Self-learning: of course, if you're extremely motivated there's always self-learning. Find a cool dataset, analyze it, and publish your results. One of my favorite places to look for data and inspiration is Data is Plural (which also has a newsletter to sign up for!)
3. Build a portfolio and/or online presence
If you're trying to pivot or break into data science I recommend having some sort of online profile and, ideally, a small portfolio. It doesn't have to be anything fancy: a couple of github repos or a handful of blog posts on a static website are totally fine. If you're just sticking with a github repo, make sure that your repos are well-organized and well documented. People won't be spending much time looking through your repo, so you want to make it easy for them to understand what's going on.

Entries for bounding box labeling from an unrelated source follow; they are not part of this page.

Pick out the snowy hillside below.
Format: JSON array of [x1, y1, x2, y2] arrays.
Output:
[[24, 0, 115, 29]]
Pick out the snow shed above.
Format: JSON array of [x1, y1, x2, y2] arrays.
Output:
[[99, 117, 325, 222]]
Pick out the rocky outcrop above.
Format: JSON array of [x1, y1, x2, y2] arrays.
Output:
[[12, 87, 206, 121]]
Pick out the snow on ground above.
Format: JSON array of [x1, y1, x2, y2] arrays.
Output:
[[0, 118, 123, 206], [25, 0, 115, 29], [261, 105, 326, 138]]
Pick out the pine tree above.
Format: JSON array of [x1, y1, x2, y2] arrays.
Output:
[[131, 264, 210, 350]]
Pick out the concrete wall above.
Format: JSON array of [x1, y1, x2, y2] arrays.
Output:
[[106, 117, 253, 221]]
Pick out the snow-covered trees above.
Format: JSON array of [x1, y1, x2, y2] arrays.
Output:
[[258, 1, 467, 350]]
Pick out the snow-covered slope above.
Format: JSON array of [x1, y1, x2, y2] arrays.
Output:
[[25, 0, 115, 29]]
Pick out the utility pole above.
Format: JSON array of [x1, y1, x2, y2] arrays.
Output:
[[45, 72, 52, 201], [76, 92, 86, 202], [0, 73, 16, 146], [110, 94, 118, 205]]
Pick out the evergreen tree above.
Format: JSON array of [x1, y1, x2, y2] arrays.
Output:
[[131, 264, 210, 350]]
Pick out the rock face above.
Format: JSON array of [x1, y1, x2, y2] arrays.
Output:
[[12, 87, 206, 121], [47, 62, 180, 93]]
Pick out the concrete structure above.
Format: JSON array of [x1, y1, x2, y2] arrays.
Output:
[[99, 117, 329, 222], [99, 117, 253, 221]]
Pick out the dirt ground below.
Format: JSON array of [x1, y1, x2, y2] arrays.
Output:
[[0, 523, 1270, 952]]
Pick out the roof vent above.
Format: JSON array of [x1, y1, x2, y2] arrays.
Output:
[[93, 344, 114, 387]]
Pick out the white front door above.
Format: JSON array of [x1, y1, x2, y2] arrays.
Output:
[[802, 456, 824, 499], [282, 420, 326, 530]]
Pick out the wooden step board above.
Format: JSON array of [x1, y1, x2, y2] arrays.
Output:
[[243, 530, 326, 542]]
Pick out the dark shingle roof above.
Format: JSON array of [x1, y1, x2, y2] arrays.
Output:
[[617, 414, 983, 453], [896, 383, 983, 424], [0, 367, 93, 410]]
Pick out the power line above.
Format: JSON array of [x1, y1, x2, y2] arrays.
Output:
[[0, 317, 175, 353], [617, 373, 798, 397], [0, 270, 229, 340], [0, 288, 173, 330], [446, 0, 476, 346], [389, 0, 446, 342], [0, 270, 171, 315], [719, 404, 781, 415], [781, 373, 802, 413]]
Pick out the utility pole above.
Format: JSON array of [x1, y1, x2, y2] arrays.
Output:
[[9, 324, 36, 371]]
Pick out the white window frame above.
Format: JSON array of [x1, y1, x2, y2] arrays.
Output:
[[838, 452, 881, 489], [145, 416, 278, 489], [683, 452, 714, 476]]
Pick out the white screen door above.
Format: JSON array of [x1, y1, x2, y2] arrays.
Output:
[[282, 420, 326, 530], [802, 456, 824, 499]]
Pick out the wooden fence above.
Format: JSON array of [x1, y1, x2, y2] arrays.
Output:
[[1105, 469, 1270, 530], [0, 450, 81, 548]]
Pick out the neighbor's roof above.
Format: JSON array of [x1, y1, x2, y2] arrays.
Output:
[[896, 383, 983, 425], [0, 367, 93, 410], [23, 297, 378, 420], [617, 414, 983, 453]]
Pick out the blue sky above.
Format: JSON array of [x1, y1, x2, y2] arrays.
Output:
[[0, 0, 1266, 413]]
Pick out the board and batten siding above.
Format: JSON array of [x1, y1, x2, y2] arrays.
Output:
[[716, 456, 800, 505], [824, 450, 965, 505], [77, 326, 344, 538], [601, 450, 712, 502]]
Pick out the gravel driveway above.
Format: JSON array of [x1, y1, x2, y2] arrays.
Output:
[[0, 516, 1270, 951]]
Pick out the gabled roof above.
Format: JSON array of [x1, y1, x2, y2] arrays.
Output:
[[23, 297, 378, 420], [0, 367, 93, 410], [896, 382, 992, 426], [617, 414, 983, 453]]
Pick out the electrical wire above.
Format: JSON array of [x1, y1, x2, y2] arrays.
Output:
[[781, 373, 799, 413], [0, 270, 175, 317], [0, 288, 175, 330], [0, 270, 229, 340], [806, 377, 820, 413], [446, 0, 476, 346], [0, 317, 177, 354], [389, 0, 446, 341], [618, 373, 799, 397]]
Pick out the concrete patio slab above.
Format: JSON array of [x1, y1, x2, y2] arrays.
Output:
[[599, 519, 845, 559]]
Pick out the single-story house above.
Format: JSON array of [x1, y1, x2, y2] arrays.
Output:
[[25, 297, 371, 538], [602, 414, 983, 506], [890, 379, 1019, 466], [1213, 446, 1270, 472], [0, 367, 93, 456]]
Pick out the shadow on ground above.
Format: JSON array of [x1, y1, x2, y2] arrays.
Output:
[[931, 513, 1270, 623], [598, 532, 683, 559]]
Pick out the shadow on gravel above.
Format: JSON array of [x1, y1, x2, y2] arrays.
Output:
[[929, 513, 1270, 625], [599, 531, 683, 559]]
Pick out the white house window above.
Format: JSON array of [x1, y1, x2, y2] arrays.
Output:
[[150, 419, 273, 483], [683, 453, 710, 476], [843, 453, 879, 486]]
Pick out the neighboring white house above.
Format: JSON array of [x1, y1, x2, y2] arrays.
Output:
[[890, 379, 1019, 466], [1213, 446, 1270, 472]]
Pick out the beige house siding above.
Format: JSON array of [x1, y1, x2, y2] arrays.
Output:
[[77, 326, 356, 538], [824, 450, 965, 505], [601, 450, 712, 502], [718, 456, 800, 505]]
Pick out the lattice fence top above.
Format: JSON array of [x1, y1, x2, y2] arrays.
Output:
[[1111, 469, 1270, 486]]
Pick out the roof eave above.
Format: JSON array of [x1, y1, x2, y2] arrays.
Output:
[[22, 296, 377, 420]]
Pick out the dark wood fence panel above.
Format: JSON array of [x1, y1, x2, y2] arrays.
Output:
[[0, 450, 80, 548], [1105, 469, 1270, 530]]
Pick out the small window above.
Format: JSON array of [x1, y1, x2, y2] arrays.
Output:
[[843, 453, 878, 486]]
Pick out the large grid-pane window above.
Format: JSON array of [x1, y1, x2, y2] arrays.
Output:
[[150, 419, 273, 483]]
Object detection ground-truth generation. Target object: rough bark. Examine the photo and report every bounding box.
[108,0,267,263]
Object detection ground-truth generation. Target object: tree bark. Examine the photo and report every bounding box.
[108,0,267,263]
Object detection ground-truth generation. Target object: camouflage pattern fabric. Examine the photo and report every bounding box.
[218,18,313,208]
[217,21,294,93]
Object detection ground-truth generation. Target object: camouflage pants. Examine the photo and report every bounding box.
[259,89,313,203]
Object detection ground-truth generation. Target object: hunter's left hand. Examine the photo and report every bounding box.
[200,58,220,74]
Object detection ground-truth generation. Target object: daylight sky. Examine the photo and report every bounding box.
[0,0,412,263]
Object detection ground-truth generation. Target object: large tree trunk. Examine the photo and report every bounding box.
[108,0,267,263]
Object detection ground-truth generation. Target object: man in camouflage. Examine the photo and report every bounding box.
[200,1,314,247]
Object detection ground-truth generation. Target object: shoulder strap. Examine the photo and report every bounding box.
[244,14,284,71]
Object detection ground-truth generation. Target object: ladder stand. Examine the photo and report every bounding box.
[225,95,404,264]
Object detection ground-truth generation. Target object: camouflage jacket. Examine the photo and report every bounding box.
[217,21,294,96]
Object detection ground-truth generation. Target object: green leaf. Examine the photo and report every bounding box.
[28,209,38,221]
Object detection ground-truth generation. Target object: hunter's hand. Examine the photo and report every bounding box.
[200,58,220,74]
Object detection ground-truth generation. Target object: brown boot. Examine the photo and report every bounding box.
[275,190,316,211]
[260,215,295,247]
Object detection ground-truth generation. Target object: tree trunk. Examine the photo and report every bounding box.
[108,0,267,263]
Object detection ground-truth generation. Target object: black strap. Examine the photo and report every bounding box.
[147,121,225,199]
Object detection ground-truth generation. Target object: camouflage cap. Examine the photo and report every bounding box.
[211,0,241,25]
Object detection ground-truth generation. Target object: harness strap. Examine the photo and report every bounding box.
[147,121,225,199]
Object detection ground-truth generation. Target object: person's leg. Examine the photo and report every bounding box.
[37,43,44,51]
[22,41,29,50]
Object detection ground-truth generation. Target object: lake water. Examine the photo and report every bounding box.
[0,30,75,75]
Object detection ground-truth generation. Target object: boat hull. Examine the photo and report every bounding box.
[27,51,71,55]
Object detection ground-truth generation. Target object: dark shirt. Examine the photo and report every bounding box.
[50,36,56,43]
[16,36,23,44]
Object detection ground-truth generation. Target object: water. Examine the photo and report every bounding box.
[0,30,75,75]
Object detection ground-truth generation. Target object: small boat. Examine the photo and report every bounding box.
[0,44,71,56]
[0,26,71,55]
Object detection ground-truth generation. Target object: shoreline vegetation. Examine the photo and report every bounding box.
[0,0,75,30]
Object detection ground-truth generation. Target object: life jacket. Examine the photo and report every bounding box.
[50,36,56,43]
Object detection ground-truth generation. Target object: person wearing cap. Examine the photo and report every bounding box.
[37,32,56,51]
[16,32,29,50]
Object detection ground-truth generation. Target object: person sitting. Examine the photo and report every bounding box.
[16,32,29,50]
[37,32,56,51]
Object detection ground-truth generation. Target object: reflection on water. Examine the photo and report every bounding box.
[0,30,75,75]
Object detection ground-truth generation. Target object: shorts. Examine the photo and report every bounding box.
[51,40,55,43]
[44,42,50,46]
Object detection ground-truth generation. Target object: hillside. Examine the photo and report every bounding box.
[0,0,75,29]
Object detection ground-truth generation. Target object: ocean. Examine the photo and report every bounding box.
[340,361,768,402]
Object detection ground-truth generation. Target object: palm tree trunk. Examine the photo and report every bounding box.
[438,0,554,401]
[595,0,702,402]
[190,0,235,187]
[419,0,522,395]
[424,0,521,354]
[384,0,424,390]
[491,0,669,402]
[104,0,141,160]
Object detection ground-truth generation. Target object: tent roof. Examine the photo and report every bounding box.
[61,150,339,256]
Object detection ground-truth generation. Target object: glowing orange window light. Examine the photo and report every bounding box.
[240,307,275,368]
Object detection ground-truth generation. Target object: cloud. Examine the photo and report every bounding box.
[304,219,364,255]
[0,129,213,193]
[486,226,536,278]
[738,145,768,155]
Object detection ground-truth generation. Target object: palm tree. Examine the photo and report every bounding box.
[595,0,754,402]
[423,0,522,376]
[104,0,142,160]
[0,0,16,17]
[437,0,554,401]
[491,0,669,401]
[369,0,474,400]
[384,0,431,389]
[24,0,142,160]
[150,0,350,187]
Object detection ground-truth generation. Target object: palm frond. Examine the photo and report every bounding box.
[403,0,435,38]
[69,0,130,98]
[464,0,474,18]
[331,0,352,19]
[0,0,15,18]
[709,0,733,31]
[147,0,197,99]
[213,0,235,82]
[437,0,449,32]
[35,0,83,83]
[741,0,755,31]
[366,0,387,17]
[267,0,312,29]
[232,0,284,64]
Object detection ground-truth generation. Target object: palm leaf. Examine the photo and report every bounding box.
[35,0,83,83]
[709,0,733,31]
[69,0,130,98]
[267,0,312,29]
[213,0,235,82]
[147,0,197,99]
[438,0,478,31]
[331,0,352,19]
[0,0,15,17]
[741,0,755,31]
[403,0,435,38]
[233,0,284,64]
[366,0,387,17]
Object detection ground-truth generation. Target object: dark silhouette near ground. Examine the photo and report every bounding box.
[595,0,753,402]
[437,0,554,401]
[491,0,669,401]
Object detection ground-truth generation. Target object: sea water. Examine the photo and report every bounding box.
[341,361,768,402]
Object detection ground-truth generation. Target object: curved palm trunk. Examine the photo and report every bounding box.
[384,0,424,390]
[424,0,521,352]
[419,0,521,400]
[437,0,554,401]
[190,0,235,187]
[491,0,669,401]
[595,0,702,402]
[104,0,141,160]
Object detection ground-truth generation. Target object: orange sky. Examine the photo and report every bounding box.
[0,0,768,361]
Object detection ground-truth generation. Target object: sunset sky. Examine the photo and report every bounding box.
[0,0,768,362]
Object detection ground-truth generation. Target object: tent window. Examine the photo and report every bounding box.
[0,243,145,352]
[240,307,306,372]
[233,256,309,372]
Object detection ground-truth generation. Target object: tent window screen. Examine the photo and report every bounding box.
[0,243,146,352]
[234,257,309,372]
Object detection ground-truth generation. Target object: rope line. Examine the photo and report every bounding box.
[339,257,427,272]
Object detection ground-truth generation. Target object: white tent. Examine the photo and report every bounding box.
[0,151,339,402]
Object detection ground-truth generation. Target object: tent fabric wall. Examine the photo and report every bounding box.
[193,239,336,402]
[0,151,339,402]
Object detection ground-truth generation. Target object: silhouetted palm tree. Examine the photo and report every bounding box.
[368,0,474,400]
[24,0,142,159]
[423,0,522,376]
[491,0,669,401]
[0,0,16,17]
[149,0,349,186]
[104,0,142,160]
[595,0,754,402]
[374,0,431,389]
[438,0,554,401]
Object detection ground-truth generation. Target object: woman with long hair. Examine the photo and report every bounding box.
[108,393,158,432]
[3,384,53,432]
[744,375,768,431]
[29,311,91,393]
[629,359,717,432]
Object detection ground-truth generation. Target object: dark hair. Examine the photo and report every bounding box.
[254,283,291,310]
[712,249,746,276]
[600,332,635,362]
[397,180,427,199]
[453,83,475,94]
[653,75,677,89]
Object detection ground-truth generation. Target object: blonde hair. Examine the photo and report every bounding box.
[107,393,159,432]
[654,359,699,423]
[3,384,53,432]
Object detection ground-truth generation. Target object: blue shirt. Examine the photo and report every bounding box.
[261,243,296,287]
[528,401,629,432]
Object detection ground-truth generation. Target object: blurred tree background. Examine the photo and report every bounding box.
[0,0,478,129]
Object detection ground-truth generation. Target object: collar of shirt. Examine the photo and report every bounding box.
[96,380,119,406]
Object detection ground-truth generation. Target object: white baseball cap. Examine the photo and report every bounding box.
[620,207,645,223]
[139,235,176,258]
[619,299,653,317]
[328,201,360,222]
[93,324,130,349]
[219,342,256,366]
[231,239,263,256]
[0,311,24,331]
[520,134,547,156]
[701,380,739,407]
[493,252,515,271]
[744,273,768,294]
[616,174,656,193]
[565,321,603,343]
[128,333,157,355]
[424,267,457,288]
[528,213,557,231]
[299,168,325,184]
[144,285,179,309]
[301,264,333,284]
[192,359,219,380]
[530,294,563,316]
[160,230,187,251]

I view the portfolio as fulfilling three goals:
Giving recruiters and hiring managers a super easy way to understand more about you. If your resume comes through and they're intrigued but confused because you don't have any prior data science experience, you want to make it easy for them to figure out what your deal is. (This might be bad advice, especially in this market: it's highly unlikely that hiring managers will click through to your website. But I did it all the time as a hiring manager, and I often get frustrated when I google someone I've been connected with and can't find anything about them. So shrug, take it or leave it.)
It shows that you actually know how to code and have technical data chops.
It's also a way to showcase the other skills you have as a scientist: critical thinking and storytelling are the two that I often look for in portfolios. If someone just blasts through all the generic scikit learning models on a dataset, I'm unimpressed. But if I see them applying basic stats and really thinking about what the data might mean, I'm intrigued!
4. Volunteering
A final option that falls somewhere between all of these is volunteering. If you already have computational skills, want to practice applying them to problems outside your field, and have the time/money/space to work for free, you can consider volunteering. Some volunteering opportunities I know about are DataKind, the Data Liberation Project (spin-off of Data Is Plural), and Bluebonnet Data (for learning about data in progressive politics).